Ludmila foi multada em 10.000 rublos (95 libras) por “difamar as forças armadas russas”.
Ele não se arrepende e aparentemente, apesar da crescente repressão ao seu redor, não tem medo.
“Por que eu deveria ter medo?” Ludmila me pergunta. “O que e quem devo temer? Não tenho medo de ninguém. Falo a verdade. E eles sabem disso.”
Ele acredita que o autoritarismo crescente provém daqueles que estão no poder e que temem o povo.
EPA“As pessoas estão assustadas. Mas (as autoridades) estão mais assustadas. É por isso que estão apertando os parafusos.”
A franqueza de Ludmila Vasiliev é a exceção, não a regra. Hoje, alguns russos estão envolvidos em protestos públicos. Pergunto a Ludmila por que isso acontece: é por medo, por indiferença ou por apoio das autoridades?
“A maioria das pessoas se concentra na própria vida, apenas na sobrevivência”, responde Ludmila.
Mas ele afirma que muitos concordam com ele quando ele fala publicamente o que pensa.

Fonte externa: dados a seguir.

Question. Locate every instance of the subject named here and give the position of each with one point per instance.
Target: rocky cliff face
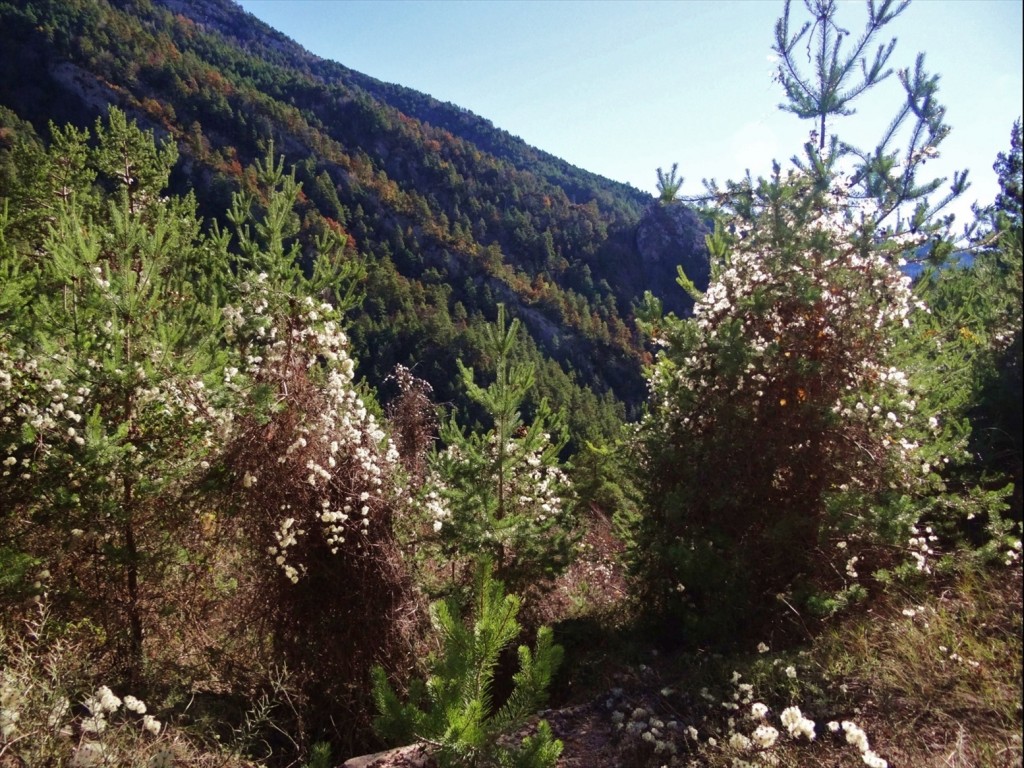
(667, 237)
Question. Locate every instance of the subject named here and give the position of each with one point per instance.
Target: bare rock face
(671, 236)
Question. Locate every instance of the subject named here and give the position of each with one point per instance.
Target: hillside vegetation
(313, 440)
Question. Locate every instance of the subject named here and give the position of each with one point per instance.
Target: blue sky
(622, 87)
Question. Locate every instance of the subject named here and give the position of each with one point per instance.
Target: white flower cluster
(338, 448)
(797, 725)
(856, 736)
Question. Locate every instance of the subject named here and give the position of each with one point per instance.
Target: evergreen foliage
(454, 709)
(502, 493)
(793, 444)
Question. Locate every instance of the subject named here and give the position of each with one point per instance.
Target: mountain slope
(451, 214)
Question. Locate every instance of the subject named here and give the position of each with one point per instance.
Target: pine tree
(781, 451)
(454, 709)
(503, 492)
(112, 371)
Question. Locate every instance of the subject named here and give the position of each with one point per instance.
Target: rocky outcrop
(671, 236)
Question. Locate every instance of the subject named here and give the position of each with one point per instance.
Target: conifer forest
(335, 419)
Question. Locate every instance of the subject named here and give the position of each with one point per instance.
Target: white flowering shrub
(782, 440)
(47, 718)
(307, 472)
(109, 349)
(793, 448)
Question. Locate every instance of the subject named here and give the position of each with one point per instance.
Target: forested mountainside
(450, 214)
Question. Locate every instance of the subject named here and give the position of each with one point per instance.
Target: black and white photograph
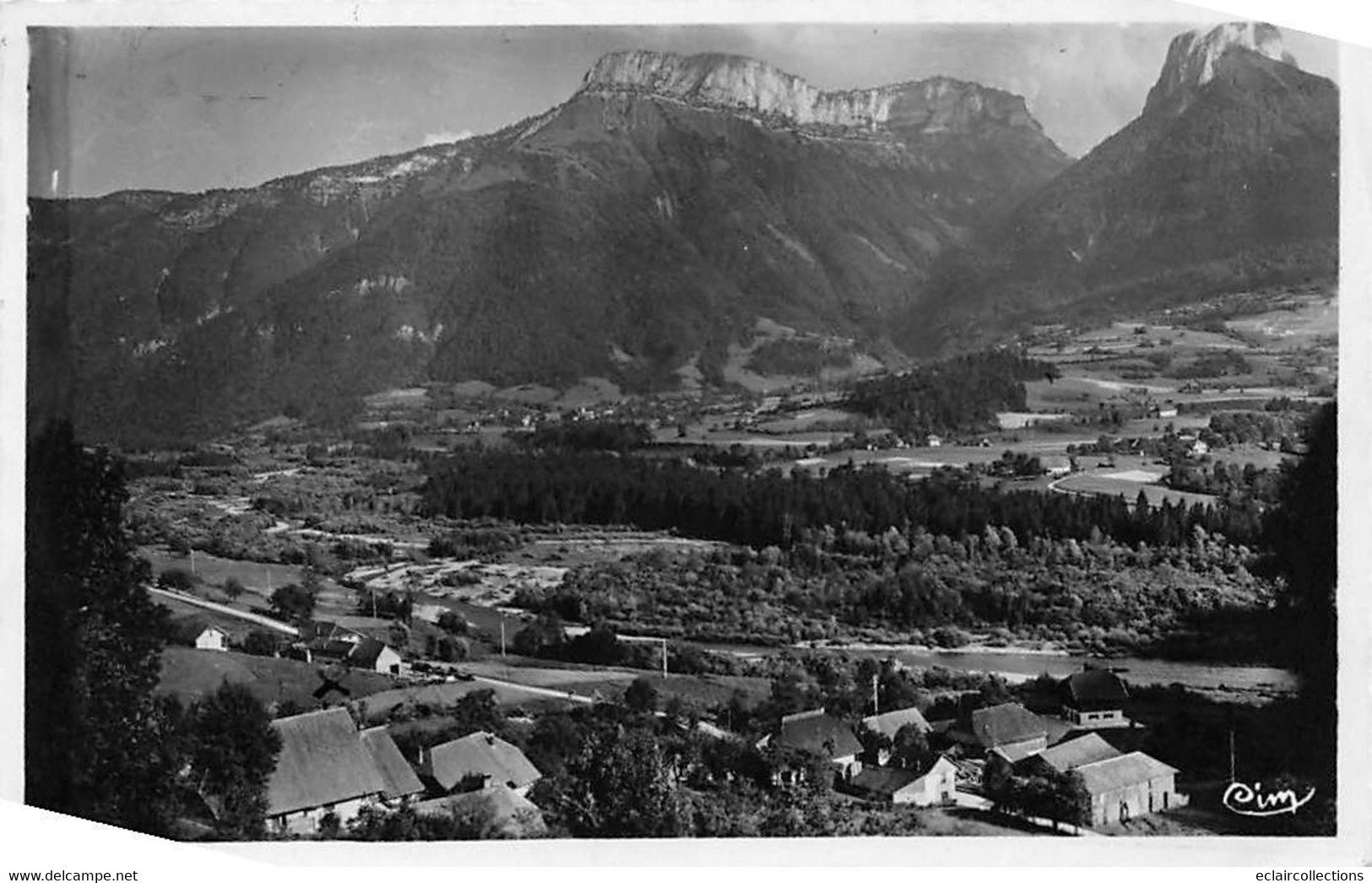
(724, 430)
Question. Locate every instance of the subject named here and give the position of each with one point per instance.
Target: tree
(1301, 540)
(234, 751)
(96, 742)
(234, 587)
(453, 623)
(541, 638)
(910, 749)
(619, 788)
(641, 696)
(475, 821)
(292, 604)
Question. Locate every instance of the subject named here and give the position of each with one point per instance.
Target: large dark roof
(818, 734)
(479, 755)
(1006, 723)
(366, 653)
(1119, 772)
(1095, 685)
(397, 773)
(322, 761)
(1079, 751)
(891, 723)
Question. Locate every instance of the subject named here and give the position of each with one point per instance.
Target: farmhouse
(476, 761)
(1060, 759)
(1010, 727)
(399, 777)
(936, 784)
(195, 632)
(1128, 786)
(323, 768)
(891, 723)
(1055, 465)
(819, 734)
(1095, 698)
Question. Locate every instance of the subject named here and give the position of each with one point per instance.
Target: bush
(176, 579)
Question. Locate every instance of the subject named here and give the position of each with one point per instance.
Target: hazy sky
(199, 109)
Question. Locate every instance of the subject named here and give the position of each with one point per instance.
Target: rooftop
(1119, 772)
(479, 755)
(1088, 749)
(816, 733)
(1006, 723)
(322, 761)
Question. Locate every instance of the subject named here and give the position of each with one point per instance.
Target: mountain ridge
(651, 219)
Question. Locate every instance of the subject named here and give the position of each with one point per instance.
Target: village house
(1055, 465)
(1055, 760)
(195, 632)
(819, 734)
(1128, 786)
(474, 762)
(891, 723)
(936, 784)
(1068, 756)
(1095, 698)
(399, 777)
(323, 768)
(375, 656)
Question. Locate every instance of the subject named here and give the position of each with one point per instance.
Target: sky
(195, 109)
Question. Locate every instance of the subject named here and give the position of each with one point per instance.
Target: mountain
(643, 225)
(1227, 178)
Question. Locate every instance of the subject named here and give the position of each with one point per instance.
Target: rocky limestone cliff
(731, 81)
(1194, 59)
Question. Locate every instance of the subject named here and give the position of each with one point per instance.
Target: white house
(1093, 700)
(197, 632)
(375, 656)
(1130, 786)
(936, 784)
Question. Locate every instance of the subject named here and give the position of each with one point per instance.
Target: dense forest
(962, 393)
(1099, 597)
(775, 509)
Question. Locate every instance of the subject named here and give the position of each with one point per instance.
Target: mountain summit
(733, 83)
(1196, 58)
(637, 230)
(1227, 178)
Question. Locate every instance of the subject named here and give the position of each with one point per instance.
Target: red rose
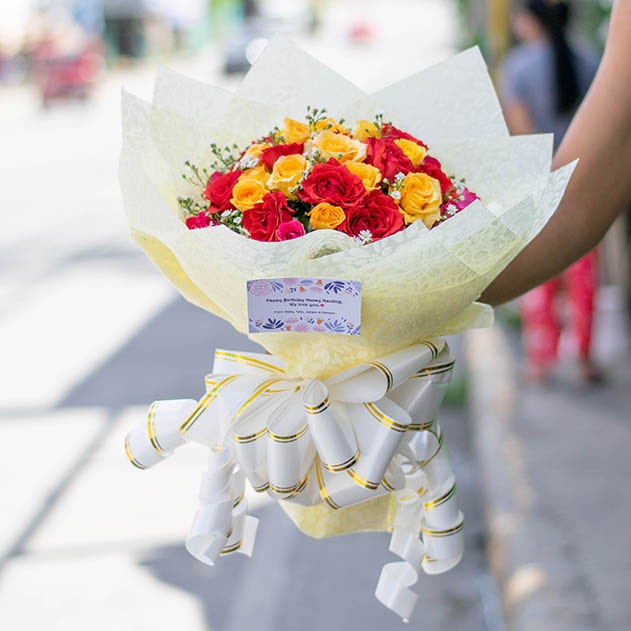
(333, 183)
(433, 168)
(198, 221)
(263, 220)
(379, 214)
(219, 189)
(384, 154)
(290, 230)
(271, 154)
(393, 133)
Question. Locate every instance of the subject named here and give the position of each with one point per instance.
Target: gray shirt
(527, 77)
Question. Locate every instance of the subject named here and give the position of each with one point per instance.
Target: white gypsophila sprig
(364, 237)
(248, 162)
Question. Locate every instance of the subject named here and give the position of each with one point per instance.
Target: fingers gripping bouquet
(346, 234)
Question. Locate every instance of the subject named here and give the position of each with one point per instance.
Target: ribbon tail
(393, 589)
(212, 525)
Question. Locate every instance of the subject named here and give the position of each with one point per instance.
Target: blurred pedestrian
(600, 189)
(543, 82)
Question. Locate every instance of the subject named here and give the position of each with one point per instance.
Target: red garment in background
(544, 313)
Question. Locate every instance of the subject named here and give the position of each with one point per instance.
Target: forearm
(600, 136)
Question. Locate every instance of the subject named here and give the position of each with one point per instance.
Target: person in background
(600, 189)
(543, 81)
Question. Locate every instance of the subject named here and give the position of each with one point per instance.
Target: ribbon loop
(364, 433)
(330, 427)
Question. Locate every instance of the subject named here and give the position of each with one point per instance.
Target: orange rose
(415, 152)
(366, 129)
(295, 131)
(420, 199)
(326, 215)
(287, 173)
(330, 144)
(247, 192)
(369, 175)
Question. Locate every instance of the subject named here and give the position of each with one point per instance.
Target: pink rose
(388, 157)
(290, 230)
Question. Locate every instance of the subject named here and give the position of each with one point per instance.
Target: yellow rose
(366, 129)
(259, 173)
(295, 131)
(420, 199)
(369, 175)
(286, 174)
(332, 125)
(339, 146)
(325, 215)
(247, 192)
(414, 152)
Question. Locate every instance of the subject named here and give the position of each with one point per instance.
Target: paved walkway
(555, 468)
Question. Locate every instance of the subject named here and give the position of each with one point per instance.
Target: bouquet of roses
(345, 243)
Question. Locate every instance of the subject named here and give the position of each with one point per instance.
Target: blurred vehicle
(261, 19)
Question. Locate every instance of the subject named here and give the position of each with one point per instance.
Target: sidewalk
(554, 464)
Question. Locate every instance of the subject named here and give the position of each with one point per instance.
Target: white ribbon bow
(340, 440)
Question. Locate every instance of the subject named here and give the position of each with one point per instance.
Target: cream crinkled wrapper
(417, 283)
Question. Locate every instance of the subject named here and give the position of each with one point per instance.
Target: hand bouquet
(346, 234)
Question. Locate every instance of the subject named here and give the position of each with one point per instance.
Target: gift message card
(304, 305)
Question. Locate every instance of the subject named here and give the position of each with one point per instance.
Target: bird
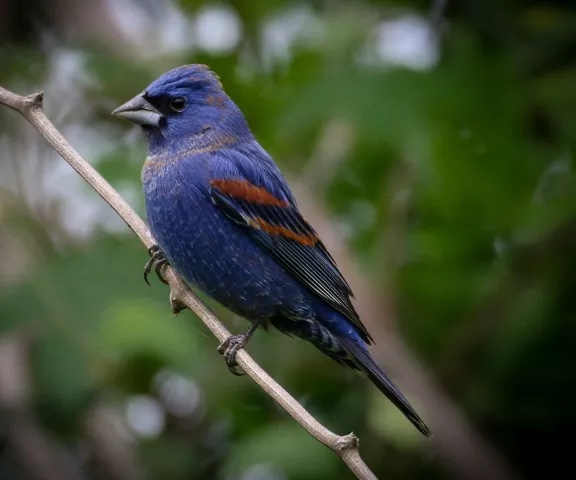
(223, 216)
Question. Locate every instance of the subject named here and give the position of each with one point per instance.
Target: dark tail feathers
(379, 378)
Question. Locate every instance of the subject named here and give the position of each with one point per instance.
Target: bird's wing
(274, 222)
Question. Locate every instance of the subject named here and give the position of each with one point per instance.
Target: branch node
(34, 100)
(176, 304)
(347, 442)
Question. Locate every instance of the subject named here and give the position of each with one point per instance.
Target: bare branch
(346, 447)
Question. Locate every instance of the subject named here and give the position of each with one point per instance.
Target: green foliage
(455, 191)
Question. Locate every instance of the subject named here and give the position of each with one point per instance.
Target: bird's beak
(139, 111)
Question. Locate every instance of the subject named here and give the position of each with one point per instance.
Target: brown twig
(181, 296)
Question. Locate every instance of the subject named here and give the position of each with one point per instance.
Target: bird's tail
(383, 383)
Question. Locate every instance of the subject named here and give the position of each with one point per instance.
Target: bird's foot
(229, 348)
(157, 260)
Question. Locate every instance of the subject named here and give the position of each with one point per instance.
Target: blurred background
(430, 144)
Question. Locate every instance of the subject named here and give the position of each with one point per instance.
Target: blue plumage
(225, 219)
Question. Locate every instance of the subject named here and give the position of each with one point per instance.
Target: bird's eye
(178, 104)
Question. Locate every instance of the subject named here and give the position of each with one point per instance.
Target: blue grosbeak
(224, 217)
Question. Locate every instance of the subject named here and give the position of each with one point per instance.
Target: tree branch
(346, 447)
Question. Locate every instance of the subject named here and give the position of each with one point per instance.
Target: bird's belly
(213, 254)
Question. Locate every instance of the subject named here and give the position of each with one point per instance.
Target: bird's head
(182, 104)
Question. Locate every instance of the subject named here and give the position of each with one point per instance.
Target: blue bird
(225, 219)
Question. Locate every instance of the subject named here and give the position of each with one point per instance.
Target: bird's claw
(157, 260)
(229, 348)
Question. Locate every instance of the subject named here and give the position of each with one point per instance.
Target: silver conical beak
(139, 111)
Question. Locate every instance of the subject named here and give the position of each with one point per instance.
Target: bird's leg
(157, 260)
(229, 347)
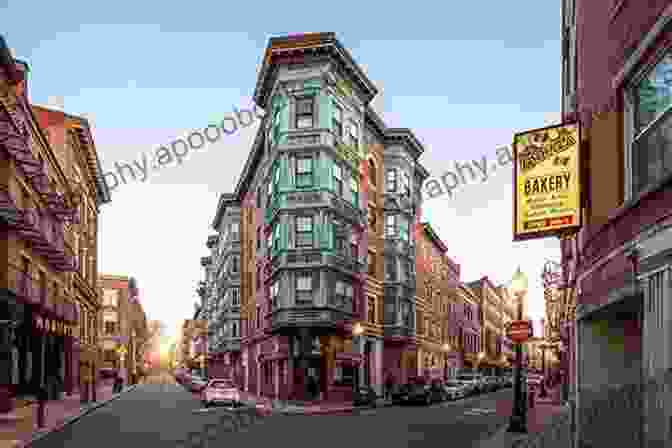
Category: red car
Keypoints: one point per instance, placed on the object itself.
(220, 391)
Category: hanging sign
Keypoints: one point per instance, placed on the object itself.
(547, 182)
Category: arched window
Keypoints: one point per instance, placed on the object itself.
(372, 172)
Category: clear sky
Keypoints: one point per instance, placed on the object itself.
(463, 76)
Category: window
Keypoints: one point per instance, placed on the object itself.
(304, 289)
(371, 310)
(352, 136)
(390, 226)
(354, 247)
(652, 137)
(304, 113)
(405, 184)
(276, 237)
(354, 191)
(392, 180)
(304, 171)
(372, 173)
(390, 269)
(110, 297)
(304, 231)
(338, 180)
(344, 295)
(275, 293)
(337, 121)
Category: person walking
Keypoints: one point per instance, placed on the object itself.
(389, 384)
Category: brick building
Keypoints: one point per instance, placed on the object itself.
(617, 66)
(123, 331)
(50, 191)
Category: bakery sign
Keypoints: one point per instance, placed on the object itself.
(547, 182)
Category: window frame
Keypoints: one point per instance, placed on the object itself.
(299, 174)
(300, 291)
(299, 234)
(299, 115)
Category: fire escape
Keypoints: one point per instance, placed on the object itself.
(42, 229)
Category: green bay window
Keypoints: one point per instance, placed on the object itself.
(338, 180)
(354, 190)
(304, 171)
(304, 231)
(651, 140)
(305, 113)
(337, 121)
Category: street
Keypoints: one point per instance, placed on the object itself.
(160, 413)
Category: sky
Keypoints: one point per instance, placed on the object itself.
(462, 76)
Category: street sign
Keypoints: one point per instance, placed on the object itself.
(519, 331)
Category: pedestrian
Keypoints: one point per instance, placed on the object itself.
(389, 384)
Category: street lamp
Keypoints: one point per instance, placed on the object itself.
(446, 349)
(518, 421)
(543, 393)
(357, 331)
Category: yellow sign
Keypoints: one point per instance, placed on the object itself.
(547, 181)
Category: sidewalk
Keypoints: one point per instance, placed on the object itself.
(546, 414)
(19, 429)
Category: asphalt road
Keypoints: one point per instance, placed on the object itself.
(162, 415)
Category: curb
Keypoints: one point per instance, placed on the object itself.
(70, 420)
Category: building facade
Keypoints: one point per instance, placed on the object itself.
(224, 286)
(328, 197)
(123, 330)
(439, 353)
(50, 191)
(616, 82)
(492, 361)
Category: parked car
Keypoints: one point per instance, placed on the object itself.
(455, 390)
(423, 393)
(400, 393)
(365, 396)
(474, 380)
(196, 384)
(220, 391)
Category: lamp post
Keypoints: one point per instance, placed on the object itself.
(357, 331)
(446, 349)
(518, 419)
(543, 393)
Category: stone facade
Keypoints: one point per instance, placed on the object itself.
(616, 69)
(50, 190)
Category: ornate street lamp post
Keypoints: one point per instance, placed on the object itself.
(518, 419)
(446, 349)
(357, 331)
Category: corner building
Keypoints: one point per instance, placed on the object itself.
(328, 197)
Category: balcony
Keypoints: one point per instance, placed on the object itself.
(301, 317)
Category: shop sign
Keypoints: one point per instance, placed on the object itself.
(547, 182)
(519, 331)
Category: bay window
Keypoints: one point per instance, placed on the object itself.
(651, 144)
(391, 180)
(390, 226)
(305, 113)
(344, 294)
(304, 231)
(354, 190)
(304, 288)
(338, 180)
(337, 121)
(275, 293)
(304, 171)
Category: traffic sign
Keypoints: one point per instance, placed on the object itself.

“Quando vou à loja, sempre puxo conversa. Ninguém nunca me denunciou ou reclamou de mim.
“Uma vez eu ia falar uma coisa no correio. Alguém se virou para mim e disse: ‘Cala a boca, larga isso.’ Eu respondi: ‘Por que eu deveria ficar em silêncio? O que estou dizendo não é verdade? A verdade deve ser dita em voz alta.
Nem todos concordam.
“Enquanto eu estava com meu cartaz conversando com um policial, um homem de cerca de 50 anos se aproximou de nós. Ele se inclinou para frente e disse: ‘Apenas sufoque-o’.”